It should be a great evening, and it’s free to members of the public, so anyone in the Boston area interested in attending is welcome. More details are here.

But although China and the U.S. are the focus, the question of North Korea is bound to come up following the country’s decision to launch a rocket yesterday. The launch itself was essentially a failure, as neatly summed up in a CNN headline “Gone in 81 seconds.” Regardless, though, it has prompted widespread international condemnation. White House Press Secretary Jay Carney said: “North Korea is only further isolating itself by engaging in provocative acts, and is wasting its money on weapons and propaganda displays while the North Korean people go hungry.”

U.N. Secretary General Ban Ki-moon, meanwhile, described the launch as “deplorable,” and added that “it defies the firm and unanimous stance of the international community.”

Writing today, Council on Foreign Relations President Richard Haas has a sobering take on the implications of the failed test, not least the fact that North Korea has demonstrated once again that it has little regard for international opinion.

He also noted that: “North Korea remains a serious military threat. It still possesses as many as a dozen nuclear warheads, proven short-range missiles, and a formidable conventional fighting force. It is as much an army with a country as vice-versa.”

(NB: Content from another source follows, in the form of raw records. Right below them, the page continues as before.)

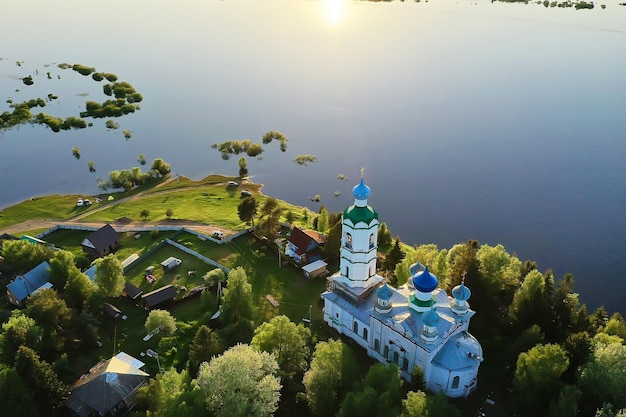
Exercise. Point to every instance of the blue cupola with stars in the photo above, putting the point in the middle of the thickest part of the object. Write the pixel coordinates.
(424, 283)
(361, 192)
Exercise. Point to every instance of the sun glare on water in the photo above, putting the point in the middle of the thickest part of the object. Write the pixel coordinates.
(335, 11)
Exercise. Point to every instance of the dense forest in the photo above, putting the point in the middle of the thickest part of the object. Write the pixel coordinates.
(545, 354)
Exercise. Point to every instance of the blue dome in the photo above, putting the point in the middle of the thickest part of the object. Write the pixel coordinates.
(431, 318)
(424, 281)
(415, 268)
(361, 191)
(384, 292)
(461, 292)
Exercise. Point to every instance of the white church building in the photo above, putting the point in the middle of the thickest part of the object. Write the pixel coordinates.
(417, 324)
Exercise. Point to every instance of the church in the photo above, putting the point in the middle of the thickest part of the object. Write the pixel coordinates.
(417, 324)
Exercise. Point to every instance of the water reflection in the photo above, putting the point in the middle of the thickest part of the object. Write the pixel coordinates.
(335, 11)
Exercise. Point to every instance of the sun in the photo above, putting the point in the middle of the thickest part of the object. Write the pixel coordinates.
(335, 11)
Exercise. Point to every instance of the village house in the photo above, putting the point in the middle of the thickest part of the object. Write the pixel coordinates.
(109, 389)
(303, 245)
(24, 285)
(101, 242)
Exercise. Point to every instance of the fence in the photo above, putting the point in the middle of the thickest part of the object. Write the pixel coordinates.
(123, 229)
(197, 255)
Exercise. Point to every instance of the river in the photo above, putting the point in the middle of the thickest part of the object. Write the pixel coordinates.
(473, 120)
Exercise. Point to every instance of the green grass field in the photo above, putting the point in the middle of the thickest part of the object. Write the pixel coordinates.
(209, 201)
(286, 284)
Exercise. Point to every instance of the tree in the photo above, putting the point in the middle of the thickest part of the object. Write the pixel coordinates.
(40, 377)
(19, 330)
(243, 166)
(109, 276)
(16, 398)
(415, 404)
(578, 347)
(240, 383)
(332, 373)
(161, 320)
(237, 301)
(567, 405)
(537, 376)
(322, 219)
(270, 219)
(172, 394)
(53, 315)
(288, 342)
(384, 236)
(214, 276)
(499, 268)
(394, 256)
(530, 304)
(205, 345)
(379, 395)
(159, 167)
(247, 209)
(604, 375)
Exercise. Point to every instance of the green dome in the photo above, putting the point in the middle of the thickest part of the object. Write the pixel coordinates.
(360, 214)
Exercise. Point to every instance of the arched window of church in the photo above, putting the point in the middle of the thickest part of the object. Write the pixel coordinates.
(348, 241)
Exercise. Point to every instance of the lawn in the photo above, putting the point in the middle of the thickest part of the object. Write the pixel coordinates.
(51, 207)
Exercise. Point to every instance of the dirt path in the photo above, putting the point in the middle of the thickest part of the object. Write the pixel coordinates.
(47, 224)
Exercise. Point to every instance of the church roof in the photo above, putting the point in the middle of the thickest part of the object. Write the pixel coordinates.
(430, 318)
(461, 292)
(361, 191)
(384, 292)
(358, 214)
(402, 319)
(424, 281)
(461, 352)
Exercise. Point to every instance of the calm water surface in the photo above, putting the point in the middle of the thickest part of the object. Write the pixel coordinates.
(497, 122)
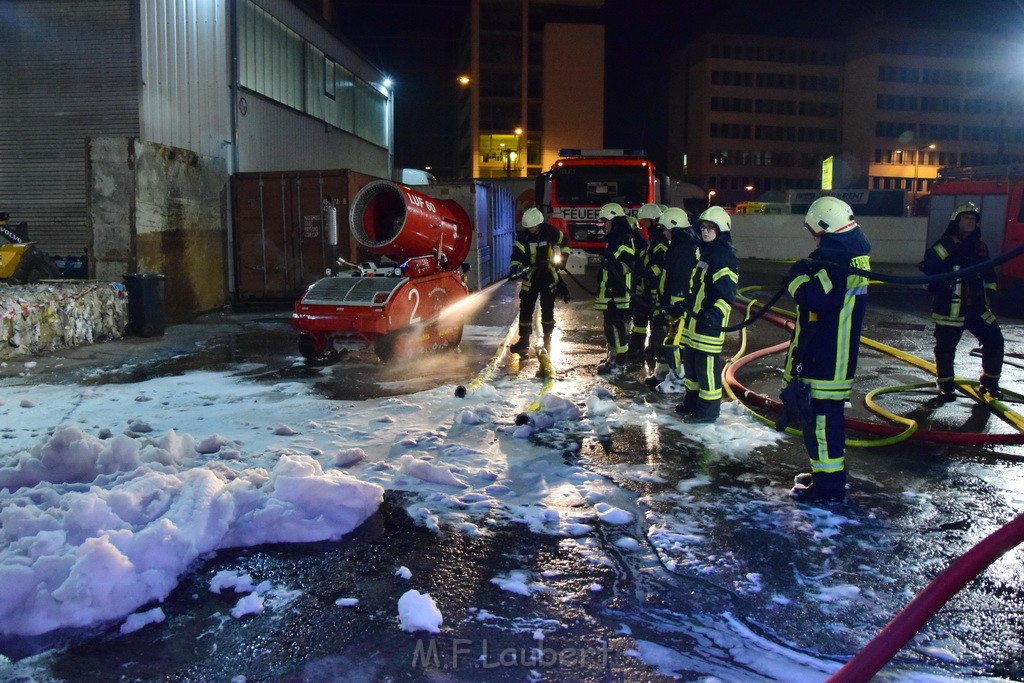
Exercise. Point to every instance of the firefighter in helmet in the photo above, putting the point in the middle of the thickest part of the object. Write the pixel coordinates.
(539, 253)
(712, 293)
(650, 265)
(964, 303)
(673, 293)
(614, 284)
(822, 354)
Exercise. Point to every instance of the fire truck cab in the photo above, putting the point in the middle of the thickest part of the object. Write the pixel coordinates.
(571, 194)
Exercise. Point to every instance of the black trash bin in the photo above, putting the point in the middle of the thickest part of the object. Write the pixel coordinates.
(145, 303)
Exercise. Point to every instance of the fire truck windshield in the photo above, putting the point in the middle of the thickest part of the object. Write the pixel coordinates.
(600, 184)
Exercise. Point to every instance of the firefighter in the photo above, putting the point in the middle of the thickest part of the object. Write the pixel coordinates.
(538, 255)
(650, 264)
(713, 291)
(614, 284)
(673, 291)
(822, 353)
(964, 303)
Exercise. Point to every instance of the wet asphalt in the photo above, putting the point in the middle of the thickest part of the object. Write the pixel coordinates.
(913, 507)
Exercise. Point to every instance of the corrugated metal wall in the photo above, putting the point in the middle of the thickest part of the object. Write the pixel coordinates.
(69, 71)
(185, 71)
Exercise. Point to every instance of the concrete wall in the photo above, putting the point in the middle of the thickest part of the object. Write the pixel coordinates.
(573, 93)
(894, 239)
(160, 209)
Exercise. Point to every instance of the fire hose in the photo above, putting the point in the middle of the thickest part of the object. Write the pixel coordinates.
(895, 635)
(889, 433)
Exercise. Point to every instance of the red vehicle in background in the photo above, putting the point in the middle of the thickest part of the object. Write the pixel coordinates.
(571, 194)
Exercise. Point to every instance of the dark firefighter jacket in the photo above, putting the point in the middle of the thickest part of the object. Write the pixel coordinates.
(713, 291)
(680, 259)
(615, 279)
(951, 297)
(830, 308)
(535, 254)
(650, 269)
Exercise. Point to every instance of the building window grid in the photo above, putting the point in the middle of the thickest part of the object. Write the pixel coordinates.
(278, 63)
(936, 131)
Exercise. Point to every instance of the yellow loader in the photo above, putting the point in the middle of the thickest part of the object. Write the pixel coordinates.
(20, 261)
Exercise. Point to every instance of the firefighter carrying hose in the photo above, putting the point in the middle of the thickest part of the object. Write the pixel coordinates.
(712, 293)
(538, 255)
(646, 287)
(673, 293)
(822, 355)
(966, 303)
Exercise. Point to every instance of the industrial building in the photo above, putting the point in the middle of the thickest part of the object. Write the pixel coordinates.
(124, 121)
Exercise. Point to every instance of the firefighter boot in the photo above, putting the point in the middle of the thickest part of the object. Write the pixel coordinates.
(689, 402)
(989, 385)
(824, 487)
(547, 329)
(705, 412)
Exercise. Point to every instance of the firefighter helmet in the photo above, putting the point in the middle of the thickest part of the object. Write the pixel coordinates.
(650, 212)
(829, 214)
(967, 207)
(609, 211)
(674, 218)
(718, 215)
(532, 217)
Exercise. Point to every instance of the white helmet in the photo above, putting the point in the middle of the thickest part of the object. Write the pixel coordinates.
(829, 214)
(532, 217)
(674, 218)
(719, 216)
(609, 211)
(967, 207)
(650, 212)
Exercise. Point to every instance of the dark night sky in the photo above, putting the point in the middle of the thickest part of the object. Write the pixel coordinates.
(417, 43)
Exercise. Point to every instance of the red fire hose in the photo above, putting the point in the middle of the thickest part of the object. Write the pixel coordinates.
(896, 634)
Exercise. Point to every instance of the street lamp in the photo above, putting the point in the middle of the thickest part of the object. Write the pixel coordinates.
(518, 147)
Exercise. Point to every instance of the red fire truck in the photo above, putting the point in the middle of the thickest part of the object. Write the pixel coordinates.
(582, 181)
(998, 191)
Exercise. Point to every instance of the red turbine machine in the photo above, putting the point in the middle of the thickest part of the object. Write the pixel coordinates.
(395, 307)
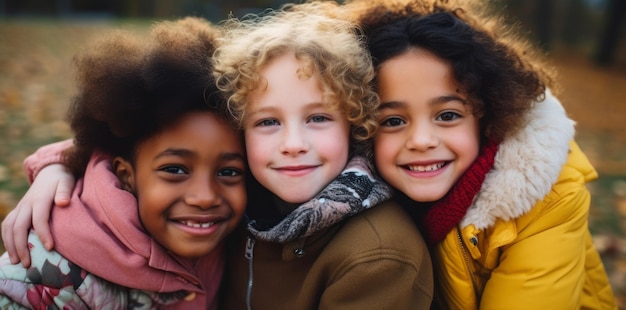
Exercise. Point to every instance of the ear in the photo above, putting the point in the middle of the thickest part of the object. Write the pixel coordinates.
(125, 173)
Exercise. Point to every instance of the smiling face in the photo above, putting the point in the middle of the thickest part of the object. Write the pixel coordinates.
(189, 183)
(428, 135)
(296, 144)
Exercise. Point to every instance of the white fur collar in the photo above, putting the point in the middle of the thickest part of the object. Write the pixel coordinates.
(526, 166)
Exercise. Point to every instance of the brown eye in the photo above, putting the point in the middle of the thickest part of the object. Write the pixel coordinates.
(448, 116)
(392, 122)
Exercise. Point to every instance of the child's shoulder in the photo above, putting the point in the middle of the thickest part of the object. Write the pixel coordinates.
(385, 226)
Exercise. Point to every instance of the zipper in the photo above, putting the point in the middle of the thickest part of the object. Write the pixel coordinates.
(468, 264)
(249, 256)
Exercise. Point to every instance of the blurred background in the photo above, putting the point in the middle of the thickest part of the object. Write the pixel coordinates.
(584, 39)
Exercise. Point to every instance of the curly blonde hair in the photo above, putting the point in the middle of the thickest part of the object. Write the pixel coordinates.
(326, 46)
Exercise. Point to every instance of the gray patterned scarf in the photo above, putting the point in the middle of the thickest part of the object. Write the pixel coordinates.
(353, 191)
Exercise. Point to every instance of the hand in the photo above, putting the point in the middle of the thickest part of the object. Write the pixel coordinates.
(54, 183)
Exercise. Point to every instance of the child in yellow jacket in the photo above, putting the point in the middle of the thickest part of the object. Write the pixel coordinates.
(482, 154)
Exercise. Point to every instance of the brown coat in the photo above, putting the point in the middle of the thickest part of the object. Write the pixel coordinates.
(374, 260)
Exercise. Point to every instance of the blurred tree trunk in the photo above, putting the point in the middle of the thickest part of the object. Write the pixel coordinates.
(615, 12)
(544, 16)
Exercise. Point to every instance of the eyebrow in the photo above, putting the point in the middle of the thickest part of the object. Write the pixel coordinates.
(187, 153)
(435, 101)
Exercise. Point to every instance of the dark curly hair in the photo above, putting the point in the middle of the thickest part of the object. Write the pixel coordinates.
(502, 75)
(130, 87)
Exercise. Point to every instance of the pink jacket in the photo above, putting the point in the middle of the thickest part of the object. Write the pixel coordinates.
(101, 232)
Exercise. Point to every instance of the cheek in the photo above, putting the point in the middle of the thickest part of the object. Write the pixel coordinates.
(383, 151)
(258, 152)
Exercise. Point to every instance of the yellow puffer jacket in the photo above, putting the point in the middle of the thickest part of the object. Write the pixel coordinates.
(525, 242)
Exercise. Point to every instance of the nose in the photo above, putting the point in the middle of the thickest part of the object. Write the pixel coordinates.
(422, 137)
(294, 141)
(203, 192)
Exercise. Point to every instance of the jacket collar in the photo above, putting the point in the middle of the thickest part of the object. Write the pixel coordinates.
(526, 166)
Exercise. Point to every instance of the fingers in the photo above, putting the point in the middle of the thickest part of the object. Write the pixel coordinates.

“Third and perhaps most immediate, the test’s failure constitutes a humiliating setback for the country’s new leader, Kim Jong-un. It is likely that a principal reason for the launch was to signal his emergence and consolidate his authority. There is thus a real risk that he will turn to a tried and true path to accomplish the same ends.”

And what might a tried and tested path include? Reports before the launch were already suggesting that North Korea might be considering another nuclear test, so this certainly seems a possibility. But Pyongyang has also demonstrated a willingness to escalate through conventional means, including the sinking of the South Korean vessel the Cheonan and the shelling of the border island of Yeonpyeong in November 2010.

Back then, South Korea was extremely restrained. But the administration of Lee Myung-bak has indicated since that one more provocation will prompt a much tougher response. If it chooses a military strike, things could escalate very quickly indeed.